18 kwietnia 2024 r., Imieniny: Apoloniusza, Bogusławy, Go¶cisława
Aktualności

wróć

Parkowanie we wspólnocie

1 VII 2015, 11:08:00

Wspólnota mieszkaniowa nie może zakazać właścicielowi wjazdu na swój teren samochodem o tonażu powyżej 3t.

Wspólnota mieszkaniowa podjęła uchwałę zakazującą wjazdu właścicielom na swój ogrodzony teren samochodem powyżej 3t oraz że każdy właściciel może wjechać tylko jednym samochodem.

Uchwała ta została podjęta z powodu braku miejsc parkingowych oraz z uwagi na to, że samochody powyżej 3 t niszczą kostkę brukową.

Uchwałę ta zaskarżył właściciel lokalu użytkowego, który posiada samochód o tonażu 3,5 t i dostarcza nim towar do swego lokalu.

Sąd Okręgowy w Krakowie ( sygn. akt IC 1037/14) uchylił zaskarżoną uchwałę i orzekł, że uchwała podjęta przez wspólnotę jest niezgodna z art. 12 ustawy o własności lokali oraz art. 64 Konstytucji.

Wspólnota nie ma prawa ograniczać właścicielowi korzystania ze współwłasności.

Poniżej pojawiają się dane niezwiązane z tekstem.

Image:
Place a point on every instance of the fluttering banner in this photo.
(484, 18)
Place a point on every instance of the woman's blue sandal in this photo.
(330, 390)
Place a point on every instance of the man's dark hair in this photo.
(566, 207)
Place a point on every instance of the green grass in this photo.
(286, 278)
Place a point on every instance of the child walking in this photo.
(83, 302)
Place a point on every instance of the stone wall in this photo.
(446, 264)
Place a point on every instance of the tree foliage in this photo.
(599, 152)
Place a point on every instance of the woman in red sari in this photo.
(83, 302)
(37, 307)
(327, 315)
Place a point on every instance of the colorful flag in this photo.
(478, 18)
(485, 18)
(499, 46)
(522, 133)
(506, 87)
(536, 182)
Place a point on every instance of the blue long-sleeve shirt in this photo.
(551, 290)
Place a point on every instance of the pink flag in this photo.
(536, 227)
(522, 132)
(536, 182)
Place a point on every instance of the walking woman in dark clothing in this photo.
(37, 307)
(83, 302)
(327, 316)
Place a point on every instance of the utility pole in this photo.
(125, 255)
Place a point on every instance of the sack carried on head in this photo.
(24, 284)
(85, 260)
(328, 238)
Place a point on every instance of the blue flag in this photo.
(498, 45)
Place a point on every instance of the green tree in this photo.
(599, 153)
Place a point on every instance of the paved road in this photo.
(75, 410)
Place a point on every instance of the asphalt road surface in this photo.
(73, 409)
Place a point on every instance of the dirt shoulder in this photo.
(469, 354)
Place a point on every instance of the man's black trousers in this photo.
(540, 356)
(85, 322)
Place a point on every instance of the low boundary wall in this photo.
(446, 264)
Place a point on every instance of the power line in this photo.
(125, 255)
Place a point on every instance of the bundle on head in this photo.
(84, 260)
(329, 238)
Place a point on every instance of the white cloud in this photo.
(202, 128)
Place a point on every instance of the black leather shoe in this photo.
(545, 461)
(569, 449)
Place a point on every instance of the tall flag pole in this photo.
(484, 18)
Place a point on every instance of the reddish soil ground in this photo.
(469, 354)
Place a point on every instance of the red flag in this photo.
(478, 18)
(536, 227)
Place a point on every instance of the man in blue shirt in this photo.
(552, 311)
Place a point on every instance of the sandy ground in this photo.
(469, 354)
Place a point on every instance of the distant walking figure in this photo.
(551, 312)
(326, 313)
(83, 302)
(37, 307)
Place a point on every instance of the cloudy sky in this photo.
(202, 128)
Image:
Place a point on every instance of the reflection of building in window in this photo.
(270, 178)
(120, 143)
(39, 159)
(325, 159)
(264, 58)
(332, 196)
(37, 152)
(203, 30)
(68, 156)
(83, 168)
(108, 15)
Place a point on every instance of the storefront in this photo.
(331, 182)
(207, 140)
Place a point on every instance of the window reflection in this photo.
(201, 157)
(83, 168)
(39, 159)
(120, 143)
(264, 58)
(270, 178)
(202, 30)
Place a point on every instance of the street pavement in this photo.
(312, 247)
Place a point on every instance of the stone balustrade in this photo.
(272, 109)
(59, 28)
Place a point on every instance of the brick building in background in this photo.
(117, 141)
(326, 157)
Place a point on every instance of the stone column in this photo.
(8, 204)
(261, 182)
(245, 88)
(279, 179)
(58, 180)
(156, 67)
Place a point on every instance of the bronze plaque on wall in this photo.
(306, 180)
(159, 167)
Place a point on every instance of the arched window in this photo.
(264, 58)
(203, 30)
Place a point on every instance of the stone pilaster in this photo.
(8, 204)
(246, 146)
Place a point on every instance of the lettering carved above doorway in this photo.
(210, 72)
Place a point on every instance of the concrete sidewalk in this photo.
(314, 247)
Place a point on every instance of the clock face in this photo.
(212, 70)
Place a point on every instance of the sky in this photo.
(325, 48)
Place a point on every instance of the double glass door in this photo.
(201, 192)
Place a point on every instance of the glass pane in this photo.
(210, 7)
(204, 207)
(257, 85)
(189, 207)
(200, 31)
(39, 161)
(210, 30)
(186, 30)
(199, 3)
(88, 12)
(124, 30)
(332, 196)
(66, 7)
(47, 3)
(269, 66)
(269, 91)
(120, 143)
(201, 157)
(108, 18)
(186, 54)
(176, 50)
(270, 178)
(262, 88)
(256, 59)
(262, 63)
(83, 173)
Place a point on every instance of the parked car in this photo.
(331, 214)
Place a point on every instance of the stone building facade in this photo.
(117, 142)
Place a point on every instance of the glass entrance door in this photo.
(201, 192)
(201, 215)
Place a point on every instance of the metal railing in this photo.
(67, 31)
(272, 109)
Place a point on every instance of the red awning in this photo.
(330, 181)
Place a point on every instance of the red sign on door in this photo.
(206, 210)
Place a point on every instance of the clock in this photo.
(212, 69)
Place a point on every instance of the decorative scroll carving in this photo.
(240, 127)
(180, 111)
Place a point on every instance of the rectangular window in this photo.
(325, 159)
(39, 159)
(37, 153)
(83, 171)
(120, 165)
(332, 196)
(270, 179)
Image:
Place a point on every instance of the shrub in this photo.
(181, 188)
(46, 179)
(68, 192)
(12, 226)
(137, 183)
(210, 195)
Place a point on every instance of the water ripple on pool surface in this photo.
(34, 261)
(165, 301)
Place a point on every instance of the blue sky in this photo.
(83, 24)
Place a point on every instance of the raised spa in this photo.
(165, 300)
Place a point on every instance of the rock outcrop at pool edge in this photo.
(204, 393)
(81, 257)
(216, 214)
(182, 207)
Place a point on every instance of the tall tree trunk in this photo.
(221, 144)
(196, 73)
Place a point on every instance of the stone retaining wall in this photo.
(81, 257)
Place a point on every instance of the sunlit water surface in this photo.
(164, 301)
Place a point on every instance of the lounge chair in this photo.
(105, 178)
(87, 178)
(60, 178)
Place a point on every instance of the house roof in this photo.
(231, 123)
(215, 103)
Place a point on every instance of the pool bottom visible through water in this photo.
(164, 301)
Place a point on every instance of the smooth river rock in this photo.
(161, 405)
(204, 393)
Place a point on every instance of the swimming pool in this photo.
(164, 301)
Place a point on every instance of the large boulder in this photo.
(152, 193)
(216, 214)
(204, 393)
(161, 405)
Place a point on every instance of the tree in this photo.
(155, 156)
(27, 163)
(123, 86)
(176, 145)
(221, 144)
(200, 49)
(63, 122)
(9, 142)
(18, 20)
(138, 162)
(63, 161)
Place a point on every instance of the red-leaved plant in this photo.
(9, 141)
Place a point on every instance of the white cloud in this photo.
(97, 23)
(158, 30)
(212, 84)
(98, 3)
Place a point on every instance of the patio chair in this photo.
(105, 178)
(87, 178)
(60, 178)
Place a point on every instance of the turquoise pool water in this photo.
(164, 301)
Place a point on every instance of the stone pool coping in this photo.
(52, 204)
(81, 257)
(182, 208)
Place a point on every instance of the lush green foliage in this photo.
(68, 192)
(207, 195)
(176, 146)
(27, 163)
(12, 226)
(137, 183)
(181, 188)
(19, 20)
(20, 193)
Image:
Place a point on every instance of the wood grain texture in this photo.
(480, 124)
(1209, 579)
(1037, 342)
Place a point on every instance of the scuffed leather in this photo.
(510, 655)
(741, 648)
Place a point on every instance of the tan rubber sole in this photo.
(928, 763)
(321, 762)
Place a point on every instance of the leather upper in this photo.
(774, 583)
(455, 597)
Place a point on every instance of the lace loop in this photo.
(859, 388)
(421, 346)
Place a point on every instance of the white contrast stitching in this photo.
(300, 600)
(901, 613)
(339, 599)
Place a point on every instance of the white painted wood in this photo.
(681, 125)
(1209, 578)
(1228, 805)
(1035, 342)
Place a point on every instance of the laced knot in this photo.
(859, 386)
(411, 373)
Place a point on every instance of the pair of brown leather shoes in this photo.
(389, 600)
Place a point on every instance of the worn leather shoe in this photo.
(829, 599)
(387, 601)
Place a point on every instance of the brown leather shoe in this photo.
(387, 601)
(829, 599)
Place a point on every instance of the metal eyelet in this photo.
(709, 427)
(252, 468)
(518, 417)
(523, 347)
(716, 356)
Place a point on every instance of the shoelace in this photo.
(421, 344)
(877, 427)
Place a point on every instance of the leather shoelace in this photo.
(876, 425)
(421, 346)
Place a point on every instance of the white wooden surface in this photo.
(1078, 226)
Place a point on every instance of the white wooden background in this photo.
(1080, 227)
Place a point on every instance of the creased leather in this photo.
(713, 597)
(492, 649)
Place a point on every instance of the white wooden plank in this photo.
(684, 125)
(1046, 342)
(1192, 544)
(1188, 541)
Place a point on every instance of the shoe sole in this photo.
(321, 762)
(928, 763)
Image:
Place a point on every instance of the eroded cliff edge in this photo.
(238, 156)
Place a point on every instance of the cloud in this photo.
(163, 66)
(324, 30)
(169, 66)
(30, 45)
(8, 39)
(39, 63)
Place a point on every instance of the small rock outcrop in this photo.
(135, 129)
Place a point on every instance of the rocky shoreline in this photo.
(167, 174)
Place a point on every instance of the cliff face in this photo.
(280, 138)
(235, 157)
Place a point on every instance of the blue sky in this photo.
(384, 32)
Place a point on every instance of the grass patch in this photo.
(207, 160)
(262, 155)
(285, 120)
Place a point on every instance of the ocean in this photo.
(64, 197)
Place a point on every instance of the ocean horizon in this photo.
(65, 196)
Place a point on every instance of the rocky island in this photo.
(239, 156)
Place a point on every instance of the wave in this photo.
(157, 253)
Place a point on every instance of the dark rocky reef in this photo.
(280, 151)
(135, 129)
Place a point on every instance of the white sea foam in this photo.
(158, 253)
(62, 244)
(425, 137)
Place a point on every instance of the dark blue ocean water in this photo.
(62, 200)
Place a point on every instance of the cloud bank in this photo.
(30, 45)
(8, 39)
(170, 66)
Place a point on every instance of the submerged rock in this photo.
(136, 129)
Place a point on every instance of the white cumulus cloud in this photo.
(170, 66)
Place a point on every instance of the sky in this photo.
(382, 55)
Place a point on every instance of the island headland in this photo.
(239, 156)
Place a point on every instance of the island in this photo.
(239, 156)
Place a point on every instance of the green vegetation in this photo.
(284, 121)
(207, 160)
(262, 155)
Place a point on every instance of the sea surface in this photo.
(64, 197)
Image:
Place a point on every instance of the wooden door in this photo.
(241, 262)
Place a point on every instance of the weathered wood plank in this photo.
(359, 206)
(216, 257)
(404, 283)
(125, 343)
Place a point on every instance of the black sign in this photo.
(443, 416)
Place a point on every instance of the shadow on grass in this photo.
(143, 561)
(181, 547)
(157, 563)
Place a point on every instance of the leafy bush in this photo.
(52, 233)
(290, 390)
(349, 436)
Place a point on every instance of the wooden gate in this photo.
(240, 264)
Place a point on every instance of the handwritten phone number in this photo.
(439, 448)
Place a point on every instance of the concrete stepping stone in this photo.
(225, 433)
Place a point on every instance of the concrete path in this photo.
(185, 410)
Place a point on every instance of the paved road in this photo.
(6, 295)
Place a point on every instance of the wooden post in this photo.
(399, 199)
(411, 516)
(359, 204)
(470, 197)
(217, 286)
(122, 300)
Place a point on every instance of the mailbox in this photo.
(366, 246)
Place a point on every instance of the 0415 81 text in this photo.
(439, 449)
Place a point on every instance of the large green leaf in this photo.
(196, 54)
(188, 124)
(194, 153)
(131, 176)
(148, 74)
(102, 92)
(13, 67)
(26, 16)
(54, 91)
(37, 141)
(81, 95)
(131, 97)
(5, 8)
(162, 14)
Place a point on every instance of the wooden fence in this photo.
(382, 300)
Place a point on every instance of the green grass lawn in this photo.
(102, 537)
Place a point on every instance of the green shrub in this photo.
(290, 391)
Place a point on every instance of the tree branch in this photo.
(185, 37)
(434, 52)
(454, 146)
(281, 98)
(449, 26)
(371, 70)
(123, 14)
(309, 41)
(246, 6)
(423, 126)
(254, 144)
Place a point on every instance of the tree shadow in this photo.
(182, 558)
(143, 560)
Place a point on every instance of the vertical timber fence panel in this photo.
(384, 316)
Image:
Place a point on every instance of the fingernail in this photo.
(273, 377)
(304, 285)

Wprowadzenie zasady ograniczenia wjazdu dla każdego właściciela tylko do jednego pojazdu i w dodatku o określonej masie całkowitej ogranicza prawa właścicieli do korzystania z nieruchomości.

Powód posiada największy udział w nieruchomości wspólnej a tym samym ponosi najwyższe koszty jej utrzymania. Nie jest do pogodzenia z art. 64 Konstytucji sytuacja, w której właściciel ma większe udziały, ponosi większe koszty utrzymania części wspólnej, ale jednocześnie korzysta z części wspólnych w takim samym zakresie jak osoba posiadająca mniejsze udziały.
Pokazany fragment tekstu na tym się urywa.